Tourists don masks at Tiananmen Square on a dusty day in Beijing on Wednesday. (WANG JING/CHINA DAILY)
Beijing likely to see continued dust as cold front failed to move it out
The sand and dust that has blanketed much of northern China and brought air quality down to dangerous levels in many cities will be on the way out in many places by Thursday morning, but that won't last, the China Meteorological Administration said on Wednesday.
It forecasts that some parts of northern China, including the Xinjiang Uygur autonomous region and the Inner Mongolia autonomous region, are likely to be hit by several rounds of dusty weather again in the next 10 days because of cold fronts, the administration said. Some parts in the area will see sandstorms, it said.
Conditions in Beijing will continue to be dusty on Thursday before the air finally starts to clear, the administration said.

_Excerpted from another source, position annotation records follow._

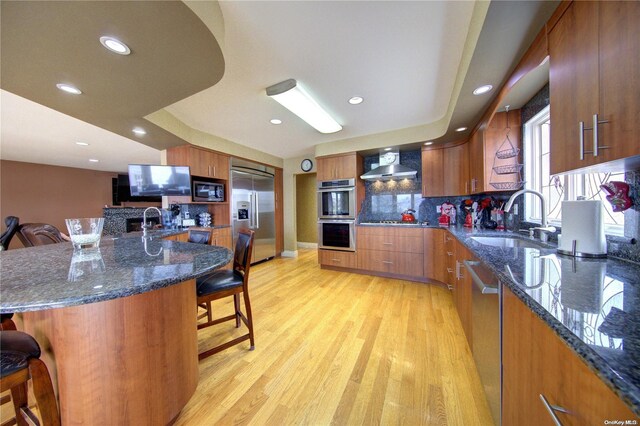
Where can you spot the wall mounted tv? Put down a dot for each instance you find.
(154, 181)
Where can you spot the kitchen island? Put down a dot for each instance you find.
(117, 325)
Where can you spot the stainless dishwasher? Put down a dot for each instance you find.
(486, 315)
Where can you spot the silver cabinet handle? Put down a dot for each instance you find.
(484, 289)
(581, 134)
(595, 134)
(551, 409)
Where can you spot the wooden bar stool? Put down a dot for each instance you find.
(227, 283)
(19, 363)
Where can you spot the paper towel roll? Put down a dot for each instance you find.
(583, 222)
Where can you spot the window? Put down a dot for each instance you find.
(558, 188)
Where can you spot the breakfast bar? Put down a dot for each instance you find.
(116, 325)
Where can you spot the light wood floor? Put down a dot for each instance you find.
(339, 348)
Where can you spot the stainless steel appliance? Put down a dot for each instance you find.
(207, 191)
(337, 199)
(253, 206)
(486, 317)
(337, 235)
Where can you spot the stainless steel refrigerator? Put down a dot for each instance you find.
(253, 207)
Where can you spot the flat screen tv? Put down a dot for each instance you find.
(153, 181)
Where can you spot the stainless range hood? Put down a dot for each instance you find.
(390, 168)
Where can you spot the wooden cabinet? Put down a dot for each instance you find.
(484, 145)
(445, 171)
(594, 53)
(202, 162)
(391, 250)
(537, 362)
(434, 256)
(345, 166)
(341, 259)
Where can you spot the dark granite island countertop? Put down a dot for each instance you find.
(593, 305)
(55, 275)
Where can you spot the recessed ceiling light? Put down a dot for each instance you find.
(115, 45)
(69, 88)
(482, 89)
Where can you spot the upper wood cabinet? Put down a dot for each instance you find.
(445, 171)
(594, 53)
(483, 148)
(536, 362)
(346, 166)
(202, 162)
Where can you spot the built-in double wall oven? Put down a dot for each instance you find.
(337, 215)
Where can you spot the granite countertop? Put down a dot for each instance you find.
(54, 276)
(593, 305)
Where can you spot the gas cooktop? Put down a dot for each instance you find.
(393, 223)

The Beijing Meteorological Service issued a warning on Wednesday morning on sandy and dusty weather in the city.
Sand blew in from Mongolia on Monday, affecting an area of 1.5 million square kilometers as of Wednesday noon, including the Inner Mongolia autonomous region; Shanxi, Hebei and Jilin provinces; and Beijing and Tianjin municipalities, the administration said.

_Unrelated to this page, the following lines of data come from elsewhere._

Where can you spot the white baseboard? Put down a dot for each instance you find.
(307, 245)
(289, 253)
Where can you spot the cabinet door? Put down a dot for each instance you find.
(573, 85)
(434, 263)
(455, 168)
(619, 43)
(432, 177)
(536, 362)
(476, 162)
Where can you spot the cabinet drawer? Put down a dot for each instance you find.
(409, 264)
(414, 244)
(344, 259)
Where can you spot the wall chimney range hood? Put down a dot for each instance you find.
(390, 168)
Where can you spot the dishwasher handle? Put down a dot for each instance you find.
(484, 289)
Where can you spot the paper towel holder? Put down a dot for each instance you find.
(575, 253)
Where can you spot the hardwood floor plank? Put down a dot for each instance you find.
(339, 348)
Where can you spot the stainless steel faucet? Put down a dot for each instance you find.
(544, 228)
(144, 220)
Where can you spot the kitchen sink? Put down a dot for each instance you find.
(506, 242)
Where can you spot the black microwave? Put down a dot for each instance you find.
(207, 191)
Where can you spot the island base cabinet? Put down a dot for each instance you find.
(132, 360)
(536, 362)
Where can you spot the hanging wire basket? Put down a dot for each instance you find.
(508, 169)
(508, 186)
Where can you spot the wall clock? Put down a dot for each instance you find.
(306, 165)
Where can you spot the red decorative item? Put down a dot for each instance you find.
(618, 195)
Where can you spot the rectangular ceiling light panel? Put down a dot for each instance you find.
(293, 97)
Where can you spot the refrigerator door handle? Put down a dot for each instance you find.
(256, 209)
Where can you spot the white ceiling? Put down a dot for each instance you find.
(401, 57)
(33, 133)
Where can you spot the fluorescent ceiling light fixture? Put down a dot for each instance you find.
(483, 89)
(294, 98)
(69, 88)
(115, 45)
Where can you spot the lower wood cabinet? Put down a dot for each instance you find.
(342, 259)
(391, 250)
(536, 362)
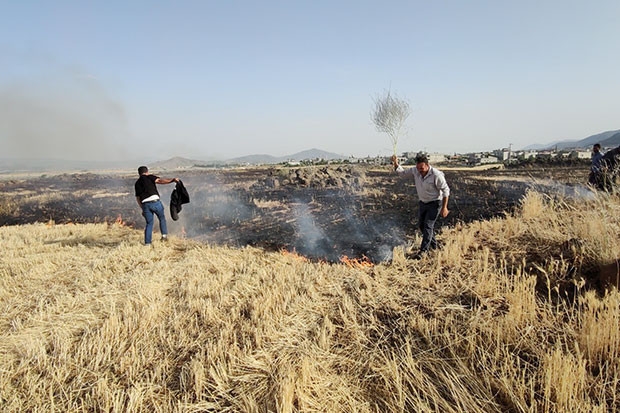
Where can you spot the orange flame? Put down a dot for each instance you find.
(363, 262)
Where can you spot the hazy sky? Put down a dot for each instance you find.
(220, 79)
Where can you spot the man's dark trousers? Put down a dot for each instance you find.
(428, 212)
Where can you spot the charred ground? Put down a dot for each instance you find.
(323, 212)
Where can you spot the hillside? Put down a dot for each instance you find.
(513, 314)
(608, 139)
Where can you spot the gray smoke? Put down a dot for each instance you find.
(63, 116)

The sand worsened air quality so much in many places that it exceed the ability of equipment to measure it, the administration said.

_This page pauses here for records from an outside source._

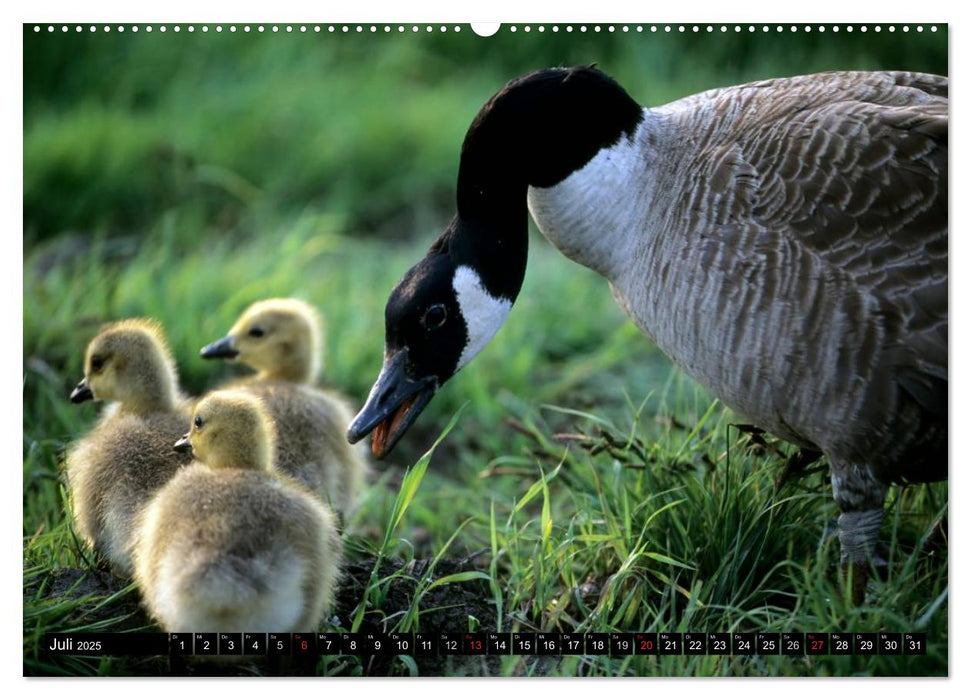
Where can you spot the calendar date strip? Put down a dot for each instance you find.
(487, 643)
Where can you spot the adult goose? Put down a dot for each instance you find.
(784, 242)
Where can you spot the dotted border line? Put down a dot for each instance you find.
(414, 28)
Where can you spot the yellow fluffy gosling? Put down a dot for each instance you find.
(127, 456)
(230, 545)
(282, 340)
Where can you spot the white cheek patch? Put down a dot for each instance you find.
(482, 312)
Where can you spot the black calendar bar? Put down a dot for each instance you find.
(309, 644)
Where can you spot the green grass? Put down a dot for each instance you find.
(585, 483)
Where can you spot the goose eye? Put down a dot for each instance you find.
(434, 317)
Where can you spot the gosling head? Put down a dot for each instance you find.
(129, 362)
(280, 338)
(230, 430)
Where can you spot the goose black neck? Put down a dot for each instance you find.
(536, 131)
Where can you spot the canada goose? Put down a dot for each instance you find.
(784, 242)
(128, 455)
(229, 544)
(282, 340)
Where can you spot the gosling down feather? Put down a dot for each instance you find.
(282, 340)
(784, 242)
(127, 456)
(229, 544)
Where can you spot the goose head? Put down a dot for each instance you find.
(280, 338)
(535, 132)
(129, 362)
(230, 429)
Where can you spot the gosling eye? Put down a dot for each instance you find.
(434, 317)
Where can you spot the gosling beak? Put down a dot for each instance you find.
(183, 446)
(82, 392)
(392, 406)
(220, 348)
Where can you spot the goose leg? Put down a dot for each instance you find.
(860, 498)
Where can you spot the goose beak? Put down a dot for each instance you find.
(392, 406)
(82, 392)
(183, 446)
(221, 348)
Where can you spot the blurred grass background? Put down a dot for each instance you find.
(182, 176)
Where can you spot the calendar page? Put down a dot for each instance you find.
(526, 349)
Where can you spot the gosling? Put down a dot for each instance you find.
(114, 470)
(230, 544)
(282, 340)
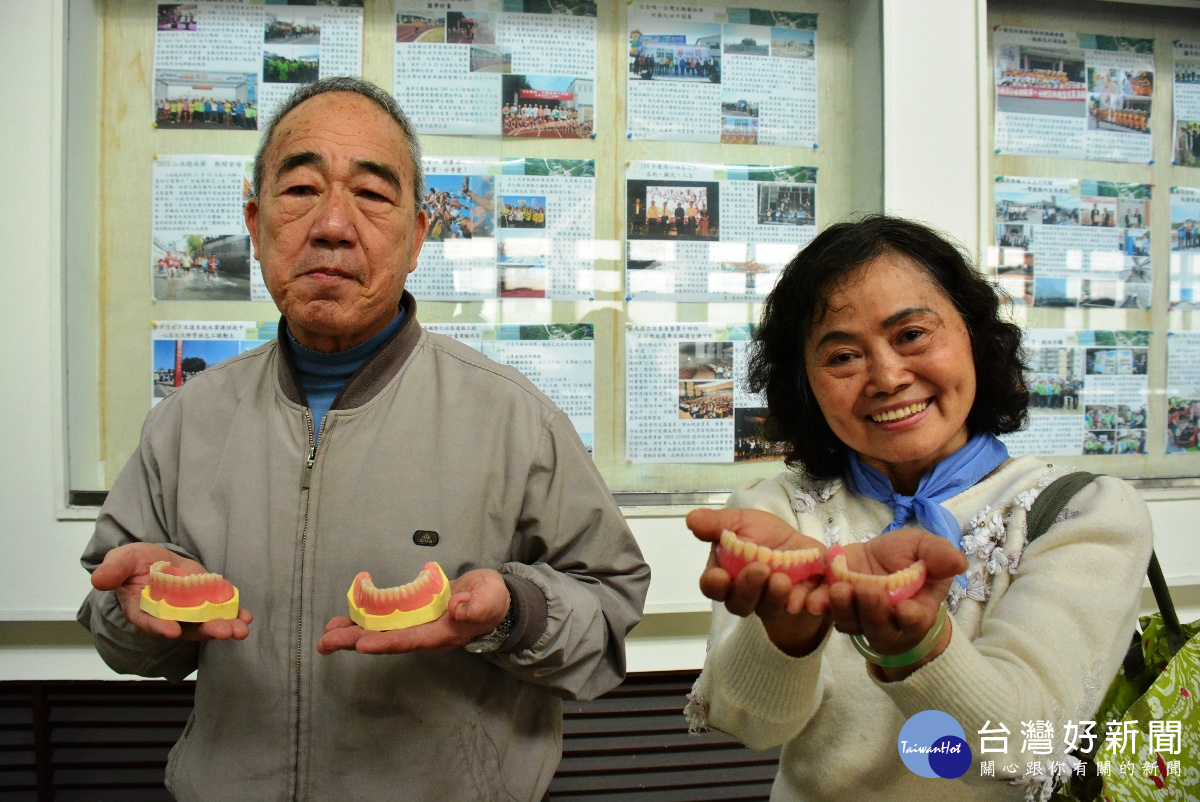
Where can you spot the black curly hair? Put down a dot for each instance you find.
(801, 299)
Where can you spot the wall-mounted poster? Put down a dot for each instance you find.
(1187, 103)
(184, 348)
(199, 249)
(1073, 95)
(222, 66)
(1182, 391)
(741, 76)
(1087, 393)
(492, 67)
(685, 399)
(1185, 292)
(558, 358)
(714, 232)
(1073, 243)
(519, 228)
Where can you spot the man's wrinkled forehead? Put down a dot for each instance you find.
(287, 149)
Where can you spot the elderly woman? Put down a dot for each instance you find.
(888, 373)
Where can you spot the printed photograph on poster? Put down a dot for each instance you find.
(677, 51)
(1185, 291)
(713, 232)
(1087, 393)
(221, 64)
(286, 64)
(658, 209)
(205, 101)
(460, 207)
(507, 229)
(474, 67)
(745, 76)
(177, 16)
(547, 107)
(1067, 243)
(685, 401)
(471, 28)
(196, 267)
(749, 444)
(490, 59)
(1073, 95)
(418, 27)
(1187, 105)
(199, 249)
(1182, 391)
(558, 358)
(181, 349)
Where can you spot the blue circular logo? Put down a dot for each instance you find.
(933, 744)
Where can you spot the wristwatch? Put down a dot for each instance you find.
(495, 639)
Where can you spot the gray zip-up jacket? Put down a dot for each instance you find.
(429, 436)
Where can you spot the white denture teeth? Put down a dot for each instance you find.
(773, 557)
(393, 594)
(901, 413)
(159, 575)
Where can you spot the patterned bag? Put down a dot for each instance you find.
(1147, 728)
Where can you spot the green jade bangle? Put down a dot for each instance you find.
(913, 654)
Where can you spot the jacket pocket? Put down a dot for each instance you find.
(175, 756)
(481, 764)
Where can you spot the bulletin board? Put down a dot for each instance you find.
(1087, 108)
(798, 142)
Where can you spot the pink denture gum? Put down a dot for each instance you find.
(420, 602)
(733, 555)
(899, 585)
(195, 598)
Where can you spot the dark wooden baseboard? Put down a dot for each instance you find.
(108, 742)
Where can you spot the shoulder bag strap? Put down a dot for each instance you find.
(1045, 509)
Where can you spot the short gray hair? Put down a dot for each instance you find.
(359, 87)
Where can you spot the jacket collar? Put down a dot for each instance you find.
(370, 379)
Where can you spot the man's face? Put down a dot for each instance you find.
(334, 226)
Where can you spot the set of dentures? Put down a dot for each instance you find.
(196, 598)
(733, 555)
(420, 602)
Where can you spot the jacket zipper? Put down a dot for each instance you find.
(305, 484)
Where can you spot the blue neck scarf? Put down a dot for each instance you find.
(982, 455)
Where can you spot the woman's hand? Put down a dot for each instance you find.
(863, 609)
(774, 598)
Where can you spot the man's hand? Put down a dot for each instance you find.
(865, 610)
(783, 606)
(126, 569)
(479, 602)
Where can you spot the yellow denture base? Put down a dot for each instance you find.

The density of PM10－particulate matter smaller than 10 microns in diameter－reached 2,000 micrograms per cubic meter at peak levels in much of Beijing, Tianjin, Hebei province and Inner Mongolia on Wednesday, it said.
Meanwhile, PM2.5 density－smaller particles that harm health－reached as high as 335 micrograms per cubic meter, in Beijing on Wednesday morning, resulting in severe pollution.
The administration advised people to avoid outdoor activities and shut doors and windows for protection, and to be alert for objects falling from high places as a result of wind.
Gui Hailin, chief forecaster at the National Meteorological Center, said spring is the usual season for blowing sand in many parts of northern China, including Beijing.
"Northern China has received little rain and has experienced higher than normal temperatures since March, which helps create dusty weather," he said.
Zhu Lili, chief forecaster at the China National Environmental Monitoring Center, said the dust started rolling into Beijing on Tuesday night, with sand blowing from the northwest.
"The cold air helped limit the level of PM2.5 in Beijing to some degree, but the dust also resulted in higher PM10 and PM2.5," she said, explaining that the cold front failed to disperse PM2.5 and improve air quality.
Beijing issued an orange alert for air pollution on Saturday, which required that various emission-reduction measures be taken starting from Monday to Wednesday this week, such as restrictions on certain vehicles and suspension of some types of construction work.